Google Redirect on all Browsers

Discussion in 'Malware Help - MG (A Specialist Will Reply)' started by chorath, Jul 22, 2011.

  1. chorath

    chorath Private E-2

    Hi,

    I think my computer is infected with a malware that redirects about 1/2 my searches to ad-sites.

    Thanks for any help that you guys can provide.

    P.S.
    I tried running rootrepeal, but it freezes/uses up a large amount of memory when analyzing c:\windows\winsxs\manifests
    At the end it returns this error: could not read our index block!
     

    Attached Files:

  2. TimW

    TimW MajorGeeks Administrator - Jedi Malware Expert Staff Member

    Please follow these instructions while I take a look at your logs:

    TDSSkiller - How to run

    (EDIT> I see you already ran this, so please just attach the log in your next reply)

    Please also download MBRCheck to your desktop

    • Double click MBRCheck.exe to run (vista and Win 7 right click and select Run as Administrator)
    • It will show a Black screen with some information that will contain either the below line if no problem is found:
      • Done!
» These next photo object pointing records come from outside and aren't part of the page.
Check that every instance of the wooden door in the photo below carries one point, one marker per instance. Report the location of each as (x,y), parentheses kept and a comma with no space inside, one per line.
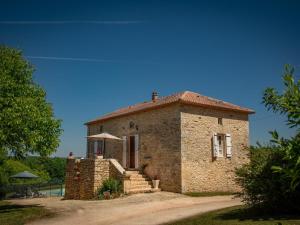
(132,152)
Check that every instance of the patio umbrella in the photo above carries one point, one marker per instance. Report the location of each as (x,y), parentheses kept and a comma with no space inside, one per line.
(103,136)
(24,175)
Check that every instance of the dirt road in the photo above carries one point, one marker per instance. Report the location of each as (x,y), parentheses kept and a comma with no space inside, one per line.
(139,209)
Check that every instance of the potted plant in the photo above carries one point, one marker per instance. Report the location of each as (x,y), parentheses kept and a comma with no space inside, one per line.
(155,182)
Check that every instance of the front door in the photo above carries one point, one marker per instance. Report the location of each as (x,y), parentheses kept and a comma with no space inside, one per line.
(132,152)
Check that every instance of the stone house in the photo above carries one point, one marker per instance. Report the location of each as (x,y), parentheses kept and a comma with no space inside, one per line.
(191,142)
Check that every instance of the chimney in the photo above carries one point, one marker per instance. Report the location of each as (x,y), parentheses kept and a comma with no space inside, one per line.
(154,96)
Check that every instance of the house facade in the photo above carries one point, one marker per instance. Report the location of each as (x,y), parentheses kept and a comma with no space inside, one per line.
(191,142)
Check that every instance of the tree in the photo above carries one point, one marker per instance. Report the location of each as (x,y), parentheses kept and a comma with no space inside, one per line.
(27,122)
(272,178)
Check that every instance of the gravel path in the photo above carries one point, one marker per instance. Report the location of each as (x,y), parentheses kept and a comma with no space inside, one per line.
(139,209)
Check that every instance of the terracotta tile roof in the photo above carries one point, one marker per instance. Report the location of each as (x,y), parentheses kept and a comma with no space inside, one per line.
(186,97)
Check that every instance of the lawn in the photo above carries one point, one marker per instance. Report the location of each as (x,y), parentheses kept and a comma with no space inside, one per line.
(11,214)
(239,215)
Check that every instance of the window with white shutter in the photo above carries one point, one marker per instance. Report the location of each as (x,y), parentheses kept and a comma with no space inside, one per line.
(222,145)
(136,148)
(228,145)
(215,145)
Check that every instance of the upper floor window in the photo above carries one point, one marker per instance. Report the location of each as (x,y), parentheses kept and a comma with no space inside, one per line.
(220,121)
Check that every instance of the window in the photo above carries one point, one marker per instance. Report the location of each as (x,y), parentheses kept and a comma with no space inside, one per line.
(98,147)
(220,121)
(222,145)
(100,128)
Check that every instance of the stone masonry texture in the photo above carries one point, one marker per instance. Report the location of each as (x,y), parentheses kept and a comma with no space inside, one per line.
(175,142)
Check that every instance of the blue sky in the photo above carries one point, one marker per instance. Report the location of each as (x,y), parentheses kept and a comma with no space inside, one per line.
(93,57)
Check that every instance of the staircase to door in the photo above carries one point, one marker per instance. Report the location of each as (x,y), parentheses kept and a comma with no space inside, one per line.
(138,182)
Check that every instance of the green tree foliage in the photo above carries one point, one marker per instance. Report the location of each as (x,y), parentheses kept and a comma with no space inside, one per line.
(54,167)
(287,103)
(27,122)
(272,178)
(112,185)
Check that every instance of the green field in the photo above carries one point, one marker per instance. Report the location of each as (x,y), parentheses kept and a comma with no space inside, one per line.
(11,214)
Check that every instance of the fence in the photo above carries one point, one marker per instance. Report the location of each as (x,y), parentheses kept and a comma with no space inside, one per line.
(23,190)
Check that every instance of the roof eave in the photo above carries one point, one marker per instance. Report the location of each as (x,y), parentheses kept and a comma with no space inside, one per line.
(245,111)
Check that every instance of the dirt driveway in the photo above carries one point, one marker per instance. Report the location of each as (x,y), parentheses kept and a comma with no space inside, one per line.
(139,209)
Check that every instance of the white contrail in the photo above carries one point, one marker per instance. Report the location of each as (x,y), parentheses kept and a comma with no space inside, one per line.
(118,22)
(86,59)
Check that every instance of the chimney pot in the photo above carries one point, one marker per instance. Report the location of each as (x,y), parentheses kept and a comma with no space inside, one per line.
(154,96)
Press ENTER to exit...
    • Or you will see more information like below if a problem is found:
      • Found non-standard or infected MBR.
      • Enter 'Y' and hit ENTER for more options, or 'N' to exit:
    • Either way, just choose to exit the program at this point since we want to see only the scan results to begin with.
    • MBRCheck will create a log named similar to MBRCheck_07.16.10_00.32.33.txt which is random based on date and time.
    • Attach this log to your next message.
     
    Last edited: Jul 22, 2011
  3. chorath

    chorath Private E-2

    Hi, these are the logs you requested. I also ran tdsskiller again just in case and attached both logs.
     

    Attached Files:

  4. TimW

    TimW MajorGeeks Administrator - Jedi Malware Expert Staff Member

    Please go HERE and create this disc.

    Then:
    Boot to the bios and change your boot order to have the CD/DVD drive as the first boot device.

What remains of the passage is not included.